USA: Apartheid Victims Sue Global Corporations
A lawsuit filed Tuesday in the New York District Court demands reparations from 20 banks and corporations that supplied critical support to the apartheid regime that ruled South Africa until 1994.
The case -- filed in the name of the Khulumani Support Group, engaged in counseling more than 32,000 South Africans hurt by apartheid -- seeks compensatory and punitive damages from a host of multinational corporations.
These include U.S. giants IBM, General Motors, Exxon Mobil, J.P Morgan Chase, Citigroup, Caltex Petroleum Corporation, Ford Motor Company, and the Fluor Corporation. All of these groups have been asked to provide generous compensation to help "heal the damage" caused by apartheid, according to the Apartheid Debt and Reparations Campaign, one of the groups behind the lawsuit.

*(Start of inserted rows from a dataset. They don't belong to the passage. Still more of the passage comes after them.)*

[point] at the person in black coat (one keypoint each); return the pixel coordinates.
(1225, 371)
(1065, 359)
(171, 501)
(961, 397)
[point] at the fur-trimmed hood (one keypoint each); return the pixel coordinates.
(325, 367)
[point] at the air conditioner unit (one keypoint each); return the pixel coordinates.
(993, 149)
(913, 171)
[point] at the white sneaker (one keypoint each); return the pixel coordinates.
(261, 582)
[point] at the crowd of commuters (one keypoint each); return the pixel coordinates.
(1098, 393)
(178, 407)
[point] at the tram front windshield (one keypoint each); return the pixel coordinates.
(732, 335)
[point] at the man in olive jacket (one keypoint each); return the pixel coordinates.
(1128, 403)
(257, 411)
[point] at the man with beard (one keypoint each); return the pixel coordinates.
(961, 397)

"The corporations aided and abetted a crime against humanity whose persistent social damage requires urgent repair," charged Jubilee South Africa, another supporter.
The suit charges IBM and Fujitsu ICL with supplying technology for white South African authorities to create "passbooks" for the black population that were used to control their movement, employment, and residence.

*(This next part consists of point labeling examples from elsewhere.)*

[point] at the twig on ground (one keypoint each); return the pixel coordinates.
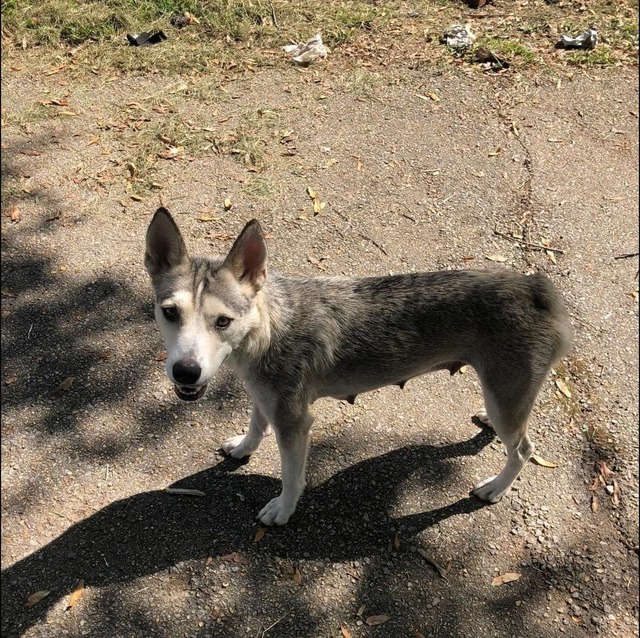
(272, 625)
(273, 16)
(527, 243)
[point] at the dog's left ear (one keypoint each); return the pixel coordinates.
(247, 259)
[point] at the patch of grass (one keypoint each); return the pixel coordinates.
(511, 50)
(241, 34)
(600, 56)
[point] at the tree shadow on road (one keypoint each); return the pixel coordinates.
(341, 519)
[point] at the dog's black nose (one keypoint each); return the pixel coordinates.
(186, 372)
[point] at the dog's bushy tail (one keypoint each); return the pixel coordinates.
(549, 303)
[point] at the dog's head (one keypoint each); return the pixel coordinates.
(205, 308)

The amount of damages being sought was not specified in the court document, but the damage could be "in the billions," according to Jubilee South Africa spokesman Neville Gabriel.

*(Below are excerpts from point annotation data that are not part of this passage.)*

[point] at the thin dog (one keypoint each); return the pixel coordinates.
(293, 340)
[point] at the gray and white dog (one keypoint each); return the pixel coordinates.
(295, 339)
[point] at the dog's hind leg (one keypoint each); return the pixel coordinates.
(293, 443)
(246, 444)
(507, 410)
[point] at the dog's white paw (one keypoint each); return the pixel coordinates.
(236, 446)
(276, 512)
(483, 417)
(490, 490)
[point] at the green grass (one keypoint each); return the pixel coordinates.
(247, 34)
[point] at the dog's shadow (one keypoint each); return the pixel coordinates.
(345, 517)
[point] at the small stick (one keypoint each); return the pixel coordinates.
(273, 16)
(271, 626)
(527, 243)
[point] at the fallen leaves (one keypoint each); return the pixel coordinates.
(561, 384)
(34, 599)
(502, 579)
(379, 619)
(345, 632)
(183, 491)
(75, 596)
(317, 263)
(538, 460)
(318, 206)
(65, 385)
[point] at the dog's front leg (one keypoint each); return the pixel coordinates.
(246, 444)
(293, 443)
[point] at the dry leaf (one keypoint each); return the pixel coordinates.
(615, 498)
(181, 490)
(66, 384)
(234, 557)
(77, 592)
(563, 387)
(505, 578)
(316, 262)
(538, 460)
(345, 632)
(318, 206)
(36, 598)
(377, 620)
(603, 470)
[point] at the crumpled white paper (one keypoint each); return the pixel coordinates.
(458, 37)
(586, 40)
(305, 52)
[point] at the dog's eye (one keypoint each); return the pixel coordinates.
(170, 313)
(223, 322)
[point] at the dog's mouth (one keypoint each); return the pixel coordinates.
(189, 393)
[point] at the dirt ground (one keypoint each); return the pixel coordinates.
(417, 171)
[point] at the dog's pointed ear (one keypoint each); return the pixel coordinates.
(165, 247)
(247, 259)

Contacted by phone Tuesday evening, an IBM spokeswoman said she had no details on the suit, but on the basis of news reports, IBM believed it "has no merit." According to media reports, other firms too are denying responsibility.
The suit charges financial institutions like Citicorp with culpability for lending funds used to bolster police and armed forces under the racist regime. It claims that arms manufacturers and oil companies violated internationally agreed embargoes on sales to South Africa.
The class-action suit filed by Washington-based firm, Cohen, Milstein, Hausfeld and Toll, is based on the Alien Tort Claims Act, which grants U.S. courts jurisdiction over certain violations of international law, no matter where they occur.
Lead counsel on the case, Michael D. Hausfeld, called South Africa's apartheid regime an "institutionalized system of racial disenfranchisement." He declared that the current suit "seeks a measure of justice from those entities which aided or abetted the commission of this atrocity."
"Apartheid could not have been maintained in the same manner without the participation of the defendants," the law firm said Tuesday in a statement explaining the case.
According to grisly accounts by plaintiffs and family members, extra-judicial killings, torture, and arbitrary detention -- recognized as violations of international law -- were regularly practiced by the apartheid regime between 1948 and 1993.
Teenagers in the marketplace were reportedly shot by soldiers, parents cold-bloodedly murdered by the police in their homes, while suspected black members of the apartheid resistance were brutally tortured in prison.
Apartheid ended in 1994 when former political prisoner, Nelson Mandela, was elected president. But, argues the Khulumani Support Group, the regime and its supporters have never been held accountable for their actions.